Akai’s Latest Midi Keys Make Sweet Music On the Go

Put your hands all over this thing

  • Akai’s MPK Mini Play Mk3 has a louder speaker and better battery life than its predecessor.
  • Use it alone, or connect to a computer, iPad, or even iPhone. 
  • A MIDI controller is all but essential for making computer music.
An Akai MPL mini keyboard.


Akai's MPK Mini was already a great portable MIDI keyboard and controller for, well, for anything. The new Play version adds a bunch of built-in sounds to make it even more independent. 

MIDI controllers are almost essential for musicians who work with computers instead of big hardware instruments—otherwise, you're just clicking with a mouse, which is hardly conducive to getting into a groove, let alone rocking out. The beauty of small keyboards like this new Akai MPK Mini Play Mk3 is that you don't have to be anchored to a desk—something the promo campaign makes very obvious. 

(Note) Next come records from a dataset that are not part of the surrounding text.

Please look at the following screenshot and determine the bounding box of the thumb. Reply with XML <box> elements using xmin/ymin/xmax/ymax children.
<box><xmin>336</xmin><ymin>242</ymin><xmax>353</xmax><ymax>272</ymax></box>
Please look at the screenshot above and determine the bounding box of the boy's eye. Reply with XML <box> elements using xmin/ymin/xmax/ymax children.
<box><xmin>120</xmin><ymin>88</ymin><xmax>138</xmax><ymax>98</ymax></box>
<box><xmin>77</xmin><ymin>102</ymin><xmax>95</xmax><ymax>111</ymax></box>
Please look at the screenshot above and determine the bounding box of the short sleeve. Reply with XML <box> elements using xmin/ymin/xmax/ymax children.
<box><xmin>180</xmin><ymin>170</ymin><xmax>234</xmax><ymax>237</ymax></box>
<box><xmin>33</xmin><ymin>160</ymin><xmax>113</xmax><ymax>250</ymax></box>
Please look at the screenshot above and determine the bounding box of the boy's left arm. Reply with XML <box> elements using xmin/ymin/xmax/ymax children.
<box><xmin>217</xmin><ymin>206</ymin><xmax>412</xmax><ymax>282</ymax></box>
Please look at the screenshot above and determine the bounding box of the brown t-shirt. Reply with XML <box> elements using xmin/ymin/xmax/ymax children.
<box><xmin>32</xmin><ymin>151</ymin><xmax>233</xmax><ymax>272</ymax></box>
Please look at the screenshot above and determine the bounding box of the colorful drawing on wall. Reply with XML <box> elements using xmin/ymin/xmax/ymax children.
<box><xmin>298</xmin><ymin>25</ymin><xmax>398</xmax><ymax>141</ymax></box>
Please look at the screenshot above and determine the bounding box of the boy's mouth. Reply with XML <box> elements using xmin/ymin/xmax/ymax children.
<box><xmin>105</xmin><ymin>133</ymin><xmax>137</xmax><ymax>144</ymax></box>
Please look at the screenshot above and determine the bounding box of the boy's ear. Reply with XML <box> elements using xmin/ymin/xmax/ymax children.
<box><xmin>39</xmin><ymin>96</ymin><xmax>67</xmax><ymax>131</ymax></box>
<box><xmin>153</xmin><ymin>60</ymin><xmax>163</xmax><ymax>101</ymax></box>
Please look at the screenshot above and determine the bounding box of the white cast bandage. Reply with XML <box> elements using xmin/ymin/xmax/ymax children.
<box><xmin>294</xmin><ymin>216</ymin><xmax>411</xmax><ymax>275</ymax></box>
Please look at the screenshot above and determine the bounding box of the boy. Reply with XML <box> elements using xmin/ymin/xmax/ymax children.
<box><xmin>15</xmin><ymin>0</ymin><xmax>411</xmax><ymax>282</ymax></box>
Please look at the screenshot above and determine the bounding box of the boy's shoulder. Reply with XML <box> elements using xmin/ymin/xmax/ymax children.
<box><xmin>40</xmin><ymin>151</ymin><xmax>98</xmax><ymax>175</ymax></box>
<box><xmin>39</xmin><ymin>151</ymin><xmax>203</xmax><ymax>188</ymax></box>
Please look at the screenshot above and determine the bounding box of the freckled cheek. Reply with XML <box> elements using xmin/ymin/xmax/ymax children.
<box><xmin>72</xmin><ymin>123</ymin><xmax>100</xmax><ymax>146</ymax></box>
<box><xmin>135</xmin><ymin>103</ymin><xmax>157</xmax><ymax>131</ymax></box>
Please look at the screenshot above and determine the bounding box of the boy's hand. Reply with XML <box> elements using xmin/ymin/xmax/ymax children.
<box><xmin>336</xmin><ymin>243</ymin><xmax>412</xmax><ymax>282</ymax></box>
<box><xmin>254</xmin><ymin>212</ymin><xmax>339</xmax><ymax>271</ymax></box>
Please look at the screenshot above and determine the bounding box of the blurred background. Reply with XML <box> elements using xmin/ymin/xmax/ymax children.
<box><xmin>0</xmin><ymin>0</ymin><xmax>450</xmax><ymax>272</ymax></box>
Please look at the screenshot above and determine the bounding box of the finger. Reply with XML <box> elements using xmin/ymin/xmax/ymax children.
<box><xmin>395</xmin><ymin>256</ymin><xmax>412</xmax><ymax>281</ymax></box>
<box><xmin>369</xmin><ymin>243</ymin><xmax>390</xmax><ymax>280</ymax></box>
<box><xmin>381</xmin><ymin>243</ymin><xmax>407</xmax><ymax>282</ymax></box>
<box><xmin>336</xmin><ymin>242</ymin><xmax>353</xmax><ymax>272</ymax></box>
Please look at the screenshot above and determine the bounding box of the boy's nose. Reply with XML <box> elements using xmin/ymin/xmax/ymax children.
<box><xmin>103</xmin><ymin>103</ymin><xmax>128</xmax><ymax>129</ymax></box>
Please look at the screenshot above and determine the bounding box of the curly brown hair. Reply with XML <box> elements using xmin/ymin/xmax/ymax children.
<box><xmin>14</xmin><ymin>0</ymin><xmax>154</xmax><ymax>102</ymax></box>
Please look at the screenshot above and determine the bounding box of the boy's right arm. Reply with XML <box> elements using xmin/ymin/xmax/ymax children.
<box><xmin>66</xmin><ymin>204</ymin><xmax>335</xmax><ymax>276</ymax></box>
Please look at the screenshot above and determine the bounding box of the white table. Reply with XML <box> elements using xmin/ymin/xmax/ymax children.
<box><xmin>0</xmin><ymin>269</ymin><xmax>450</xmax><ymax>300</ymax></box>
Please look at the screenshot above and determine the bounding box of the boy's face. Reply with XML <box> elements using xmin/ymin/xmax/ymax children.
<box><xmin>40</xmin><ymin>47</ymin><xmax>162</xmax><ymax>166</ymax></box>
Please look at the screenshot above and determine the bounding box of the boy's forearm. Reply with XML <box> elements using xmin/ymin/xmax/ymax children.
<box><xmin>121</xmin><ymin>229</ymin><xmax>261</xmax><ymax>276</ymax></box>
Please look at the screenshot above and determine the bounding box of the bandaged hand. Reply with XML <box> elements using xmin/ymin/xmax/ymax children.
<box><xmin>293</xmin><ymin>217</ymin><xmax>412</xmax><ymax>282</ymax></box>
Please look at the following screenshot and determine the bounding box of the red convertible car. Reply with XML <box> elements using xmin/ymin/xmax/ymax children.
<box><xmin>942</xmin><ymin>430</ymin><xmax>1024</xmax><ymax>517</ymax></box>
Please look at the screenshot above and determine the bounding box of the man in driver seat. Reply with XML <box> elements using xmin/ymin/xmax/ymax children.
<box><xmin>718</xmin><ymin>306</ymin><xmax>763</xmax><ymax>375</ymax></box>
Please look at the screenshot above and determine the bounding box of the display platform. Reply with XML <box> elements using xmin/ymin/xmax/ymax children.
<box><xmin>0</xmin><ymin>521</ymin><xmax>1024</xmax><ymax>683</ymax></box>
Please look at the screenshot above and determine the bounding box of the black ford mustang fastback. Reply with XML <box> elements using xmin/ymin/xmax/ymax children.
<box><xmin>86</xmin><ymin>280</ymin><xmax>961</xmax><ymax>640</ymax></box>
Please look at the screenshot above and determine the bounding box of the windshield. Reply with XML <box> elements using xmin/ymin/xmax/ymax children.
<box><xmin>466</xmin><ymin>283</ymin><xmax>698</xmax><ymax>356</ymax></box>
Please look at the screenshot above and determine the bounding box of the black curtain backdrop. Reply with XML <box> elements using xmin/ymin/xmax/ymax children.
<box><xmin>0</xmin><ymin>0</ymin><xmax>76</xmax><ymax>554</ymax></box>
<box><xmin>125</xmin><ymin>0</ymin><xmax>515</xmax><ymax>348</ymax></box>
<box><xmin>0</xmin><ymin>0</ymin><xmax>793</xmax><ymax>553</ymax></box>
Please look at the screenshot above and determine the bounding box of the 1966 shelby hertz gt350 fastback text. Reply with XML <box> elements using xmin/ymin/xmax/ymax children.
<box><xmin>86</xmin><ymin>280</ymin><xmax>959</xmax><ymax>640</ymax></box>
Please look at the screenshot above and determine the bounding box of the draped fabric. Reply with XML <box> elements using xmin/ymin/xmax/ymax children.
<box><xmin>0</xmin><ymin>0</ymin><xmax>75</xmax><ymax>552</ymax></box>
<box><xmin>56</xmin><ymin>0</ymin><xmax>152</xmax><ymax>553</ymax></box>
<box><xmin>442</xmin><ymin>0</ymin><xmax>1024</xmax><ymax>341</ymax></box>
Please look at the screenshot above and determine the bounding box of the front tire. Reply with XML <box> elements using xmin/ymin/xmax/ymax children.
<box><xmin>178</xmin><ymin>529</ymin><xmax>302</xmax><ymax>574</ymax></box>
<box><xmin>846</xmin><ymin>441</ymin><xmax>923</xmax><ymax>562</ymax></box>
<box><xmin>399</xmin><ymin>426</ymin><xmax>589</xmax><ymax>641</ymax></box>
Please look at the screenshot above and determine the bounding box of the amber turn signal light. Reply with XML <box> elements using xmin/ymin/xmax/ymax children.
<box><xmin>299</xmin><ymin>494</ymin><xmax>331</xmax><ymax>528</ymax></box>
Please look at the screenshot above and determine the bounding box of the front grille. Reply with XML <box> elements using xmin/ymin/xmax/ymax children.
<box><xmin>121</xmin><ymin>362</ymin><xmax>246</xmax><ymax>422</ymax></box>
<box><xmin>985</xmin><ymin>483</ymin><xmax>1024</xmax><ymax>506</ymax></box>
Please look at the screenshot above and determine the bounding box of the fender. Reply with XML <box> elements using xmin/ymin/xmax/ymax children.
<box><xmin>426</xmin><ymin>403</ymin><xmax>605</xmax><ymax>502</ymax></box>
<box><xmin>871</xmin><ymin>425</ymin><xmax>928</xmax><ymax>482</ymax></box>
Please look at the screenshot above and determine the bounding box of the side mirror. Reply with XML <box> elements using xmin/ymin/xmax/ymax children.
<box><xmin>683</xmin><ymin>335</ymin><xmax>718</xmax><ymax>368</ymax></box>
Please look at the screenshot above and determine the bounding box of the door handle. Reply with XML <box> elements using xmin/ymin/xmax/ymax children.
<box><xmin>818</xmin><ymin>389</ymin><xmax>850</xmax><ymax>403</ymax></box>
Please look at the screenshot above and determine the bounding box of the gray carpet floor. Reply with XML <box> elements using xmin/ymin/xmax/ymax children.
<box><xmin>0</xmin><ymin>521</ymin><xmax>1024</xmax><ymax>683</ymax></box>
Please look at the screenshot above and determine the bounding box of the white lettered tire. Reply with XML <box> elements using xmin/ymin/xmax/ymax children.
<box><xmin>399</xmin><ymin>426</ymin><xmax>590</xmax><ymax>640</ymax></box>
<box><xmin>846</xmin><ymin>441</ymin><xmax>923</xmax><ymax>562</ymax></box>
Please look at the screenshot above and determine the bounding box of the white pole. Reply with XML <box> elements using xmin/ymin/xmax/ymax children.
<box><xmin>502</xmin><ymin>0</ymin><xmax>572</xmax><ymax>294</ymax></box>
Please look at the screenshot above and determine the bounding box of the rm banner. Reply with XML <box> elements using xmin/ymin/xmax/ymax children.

"The real potential of the Mini Play MK3 lies in its ability to be used as a MIDI keyboard controller, especially because of its easy-to-use plug-n-play design. You can either hook it up to a PC/laptop or connect it to an iPad," writes technology journalist Tushar Mehta in a blog post. 


MIDI, or musical instrument digital interface, comes from the early 80s and is a simple protocol to let musical instruments talk to each other. They let a keyboard send notes to a synthesizer or a bank of twiddly knobs to control virtual knobs on a computer drum machine. Once rolling, it’s pretty rock solid and makes a huge difference to the musical experience, offering reliable, hands-on control of virtual instruments. 

MIDI is in everything these days, but its advantage is most clearly experienced in something like the little MPK Mini Play because it packs so much into a very portable package. 

The Akai MPK Mini Play has a 25-key keyboard, eight backlit drum pads, four knobs, and a joystick for pitch and modulation. Not much, but enough, and a good spread of features in a small space. You can easily tap in a drumbeat, add a bass line, chords, and melody, and listen via the little built-in speaker or headphones. Everything is powered by three AA batteries. 

Then, when you get back to the computer, you can use it as a MIDI controller for Ableton Live, Logic Pro, or Akai’s own MPC 2.0 software, using the keys, pads, and knobs to manipulate on-screen controls. 

But for such a neat little unit, there’s a third way. You can pair this up with your iPhone or iPad and have a music studio in your backpack. 

Mobile Studio

The iPad might be perceived as a place to read the news or catch up on YouTube while preparing dinner, but it's also quite a formidable music-making machine. There's a huge selection of niche and mainstream music apps available for pocket money in the App Store, and in some ways, the iPad is actually better than a Mac for making music.

There's a touch-screen, for a start, which means you can play musical instruments with expression, rather than the binary click of a mouse. And the iPad has a whole class of apps not available on the desktop, at least not with the same depth and quality. Apps like AUM and Audiobus act as mini studios connecting all the small, modular music apps on iOS. 

Headphones hanging on a computer screen that displays sound waves.

Athima Tongloom / Getty Images

"Yes, it's possible to make professional-level music on an iPad. I have done it many times. I make backing tracks and then record over them with my electric harps," harpist and iPad musician Cymber Lily Quinn told Lifewire via email. 

But the iPad has no buttons, knobs, dials, or keys. In that way, it's worse than a laptop and can benefit hugely from an all-in-one controller like the Mini Play. Akai's controller offers "class compliant" USB audio and MIDI, which is to say, it works without drivers on any Mac, iPad, or Linux device. That lets it double up as an audio interface for the iPad and ensures seamless compatibility. 

And you can go one better. If you're on the move, why not just use your iPhone instead? Many music apps have been cut down, UI-wise, to fit the smaller screen. You might not want to edit a song in GarageBand on your iPhone, but you can totally play its beautiful drums or powerful synthesizers with the APK Play Mini's pads and keys. 

And because it's all battery-powered, you can make beats by the lake, in the park, or anywhere else that increases your chance of having expensive gear stolen while you ignore the beautiful landscapes surrounding you. Just like the folks in the promo videos.